Rosario y Gustavo no volvían conmigo, Roberto había insistido en llevarlos.
-Pero si voy a Villa Adelina- le dije, – no me cuesta nada.
-Volvé tranquila, yo llevo a Rosario, Gustavo me acompaña.
-Vos andá, pero lo que te voy a pedir es que te ocupes de revelar las fotos, por favor no te olvides. La semana que viene arreglamos para juntarnos y verlas.
-No te preocupes, yo me ocupo, te llamo –
Esa es la última vez que hablé con él.
Se los llevaron cuando iban por Panamericana, los siguieron. Extrañamente a Gustavo lo dejaron en Márquez. A Roberto y a Rosario se los llevaron en dos autos, eso dijo Gustavo cuando llamó a Silvia para avisarle.
-Te vas a tener que borrar- le dijo.
Pero ella sabía que no tenía nada, nunca había militado, casi no le gustaba la política, estaba “limpia”, así le dijo un hombre de anteojos oscuros que le habló en el ascensor de Bunge y Born donde ella trabajaba.
Pero Lita, la mamá de Roberto por muchos años no le perdonó que no estuviese con ella buscándolo. Con el tiempo pudieron hablar, Lita estaba más tranquila y hasta se rieron juntas recordándolo.

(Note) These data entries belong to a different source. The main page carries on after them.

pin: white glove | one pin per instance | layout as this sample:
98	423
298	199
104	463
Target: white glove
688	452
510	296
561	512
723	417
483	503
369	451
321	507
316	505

Me había jurado no pensar en Gustavo, pero la desaparición de Roberto y Rosario nos había afectado y unido, él nunca volvió a ser el mismo, por primera vez era capaz de salir de sus pensamientos. Nos fuimos a vivir juntos, primero en una zona rural cerca de Saladillo, después cuando vimos que corríamos peligro fuimos a Brasil a la casa de unos parientes de Lita.
Volvimos en el 80 cuando largaron a Rosario en Devoto. Roberto nunca apareció.
Hace unos años después de un 24 de marzo les pedí a mis viejas amigas que nos encontráramos para tomar un café. Había pasado el tiempo para las tres: a Rosario le habían quedado muchas marcas del encierro y la nostalgia de una vida distinta. Silvia estuvo callada escuchándonos, tratando de reencontrarse en algún punto con nuestra amistad, con los recuerdos compartidos. Y después de un largo rato de charla, saqué de un sobre las fotos: después de tanto tiempo, había podido cumplir con el último pedido de mi amigo, había podido revelar sus últimas fotos.
Y las tres las tironeamos con los ojos húmedos: en el papel, iluminado por la luz de las velas de la torta de chocolate, los ojos de Roberto, su sonrisa y nosotras, esas que éramos aquel día, alegres, rodeándolo.